Modi pushes for people-centric reforms, revives global faith in India Story

With the world’s gaze turned on the India growth story and the trajectory of the country’s economic reforms in Asia’s third largest economy, Prime Minister Narendra Modi has assured the international community about his commitment to “people-centric” reforms and the need to insulate it from “the political process.”
“There is bound to be resistance to change or reform.
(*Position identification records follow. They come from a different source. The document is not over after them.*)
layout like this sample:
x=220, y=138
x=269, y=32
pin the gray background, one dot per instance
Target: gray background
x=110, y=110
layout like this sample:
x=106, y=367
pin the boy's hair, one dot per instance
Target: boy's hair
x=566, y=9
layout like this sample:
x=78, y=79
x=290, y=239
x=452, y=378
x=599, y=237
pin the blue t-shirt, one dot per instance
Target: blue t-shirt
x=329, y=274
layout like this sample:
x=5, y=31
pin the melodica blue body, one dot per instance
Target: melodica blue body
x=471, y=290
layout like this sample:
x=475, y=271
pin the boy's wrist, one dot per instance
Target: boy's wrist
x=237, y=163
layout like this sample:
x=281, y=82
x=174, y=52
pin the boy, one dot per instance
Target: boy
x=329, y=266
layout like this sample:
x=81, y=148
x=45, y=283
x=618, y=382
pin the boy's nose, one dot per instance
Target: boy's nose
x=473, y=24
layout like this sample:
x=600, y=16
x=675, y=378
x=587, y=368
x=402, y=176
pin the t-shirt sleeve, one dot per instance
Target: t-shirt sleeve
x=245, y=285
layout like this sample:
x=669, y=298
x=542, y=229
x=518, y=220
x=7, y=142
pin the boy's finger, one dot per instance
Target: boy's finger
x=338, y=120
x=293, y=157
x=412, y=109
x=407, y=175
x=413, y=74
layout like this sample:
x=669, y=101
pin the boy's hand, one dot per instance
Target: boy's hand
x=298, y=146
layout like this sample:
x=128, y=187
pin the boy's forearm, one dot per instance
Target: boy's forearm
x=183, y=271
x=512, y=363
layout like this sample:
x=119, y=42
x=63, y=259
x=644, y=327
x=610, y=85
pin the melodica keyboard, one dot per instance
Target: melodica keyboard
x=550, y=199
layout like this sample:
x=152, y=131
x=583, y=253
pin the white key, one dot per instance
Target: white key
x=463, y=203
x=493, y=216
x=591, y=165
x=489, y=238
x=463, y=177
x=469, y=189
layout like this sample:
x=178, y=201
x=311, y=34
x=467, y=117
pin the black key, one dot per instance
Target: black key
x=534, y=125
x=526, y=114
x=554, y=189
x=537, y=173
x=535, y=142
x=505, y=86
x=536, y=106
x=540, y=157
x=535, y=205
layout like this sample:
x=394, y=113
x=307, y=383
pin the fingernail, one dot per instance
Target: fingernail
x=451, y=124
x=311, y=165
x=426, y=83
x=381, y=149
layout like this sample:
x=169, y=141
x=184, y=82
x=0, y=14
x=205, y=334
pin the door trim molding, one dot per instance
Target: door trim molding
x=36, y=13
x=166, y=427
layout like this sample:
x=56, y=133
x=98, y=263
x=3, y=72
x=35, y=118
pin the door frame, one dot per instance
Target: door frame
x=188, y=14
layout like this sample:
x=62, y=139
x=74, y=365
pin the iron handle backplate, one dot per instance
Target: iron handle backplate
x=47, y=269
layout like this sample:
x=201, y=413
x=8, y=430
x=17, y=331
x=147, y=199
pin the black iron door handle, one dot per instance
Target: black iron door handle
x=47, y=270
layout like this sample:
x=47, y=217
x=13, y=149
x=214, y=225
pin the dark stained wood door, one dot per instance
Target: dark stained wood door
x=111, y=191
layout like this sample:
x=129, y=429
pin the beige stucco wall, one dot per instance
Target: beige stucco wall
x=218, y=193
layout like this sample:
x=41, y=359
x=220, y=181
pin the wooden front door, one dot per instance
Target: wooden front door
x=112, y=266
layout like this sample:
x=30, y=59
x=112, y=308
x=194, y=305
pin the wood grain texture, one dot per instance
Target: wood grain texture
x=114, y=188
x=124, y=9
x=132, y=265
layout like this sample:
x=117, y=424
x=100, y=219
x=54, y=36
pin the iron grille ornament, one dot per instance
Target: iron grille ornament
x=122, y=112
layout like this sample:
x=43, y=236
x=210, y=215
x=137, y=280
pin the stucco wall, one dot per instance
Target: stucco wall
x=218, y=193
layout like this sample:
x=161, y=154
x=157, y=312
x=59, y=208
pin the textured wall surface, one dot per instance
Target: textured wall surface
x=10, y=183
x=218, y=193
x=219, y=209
But it cannot be done in stealth,” Mr Modi told the leaders of the world’s leading economies during a special intervention on the first day of the G20 plenary session in Brisbane November 15. His remarks came in response to an invitation by Australian Prime Minister Tony Abbott, who is hosting the Leaders’ Summit.
In a veiled allusion to the pulls and pressures of democratic politics and India’s argumentative society, Mr Modi underscored that there was a need to “insulate reforms from the political process,” indicating his government’s willingness to go ahead with difficult second-generation economic reforms despite opposition from critics and sections of his own party to FDI in in multi-brand retail.
Ever since his election as the leader of the world’s largest democracy in May 2014, the world has been curious to know about Mr Modi’s vision of the prospects of the economic reforms in Asia’s third largest economy, which were bogged down in policy paralysis under his predecessor.